Metadata-Version: 2.4
Name: sql-dag-flow
Version: 0.5.5
Summary: A sophisticated SQL lineage visualization tool for Medallion Architectures.
Author-email: Flavio Sandoval <dsandovalflavio@gmail.com>
License: MIT
Keywords: sql,lineage,dag,visualization,medallion-architecture,data-engineering
Classifier: Development Status :: 4 - Beta
Classifier: Intended Audience :: Developers
Classifier: License :: OSI Approved :: MIT License
Classifier: Programming Language :: Python :: 3
Classifier: Programming Language :: Python :: 3.8
Classifier: Programming Language :: Python :: 3.9
Classifier: Programming Language :: Python :: 3.10
Classifier: Programming Language :: Python :: 3.11
Requires-Python: >=3.8
Description-Content-Type: text/markdown
License-File: LICENSE
Requires-Dist: fastapi
Requires-Dist: uvicorn
Requires-Dist: sqlglot
Requires-Dist: networkx
Requires-Dist: pydantic
Dynamic: license-file

# SQL DAG Flow

> **"Static Data Lineage for Modern Data Engineers.
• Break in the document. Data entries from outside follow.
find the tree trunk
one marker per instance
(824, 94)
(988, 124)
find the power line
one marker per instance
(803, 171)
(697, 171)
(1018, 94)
No databases, just code."**

**SQL DAG Flow** is a lightweight, open-source Python library designed to transform your SQL code into visual architecture.

Unlike traditional lineage tools that require active database connections or query log access, **SQL DAG Flow** performs **static analysis (parsing)** of your local `.sql` files. This allows for instant, secure dependency visualization, bottleneck identification, and Data Lineage documentation without leaving your development environment.

Specially optimized for the **Medallion Architecture** (Bronze, Silver, Gold) and modern stacks (DuckDB, BigQuery, Snowflake), it bridges the gap between the code you write and the architecture you design.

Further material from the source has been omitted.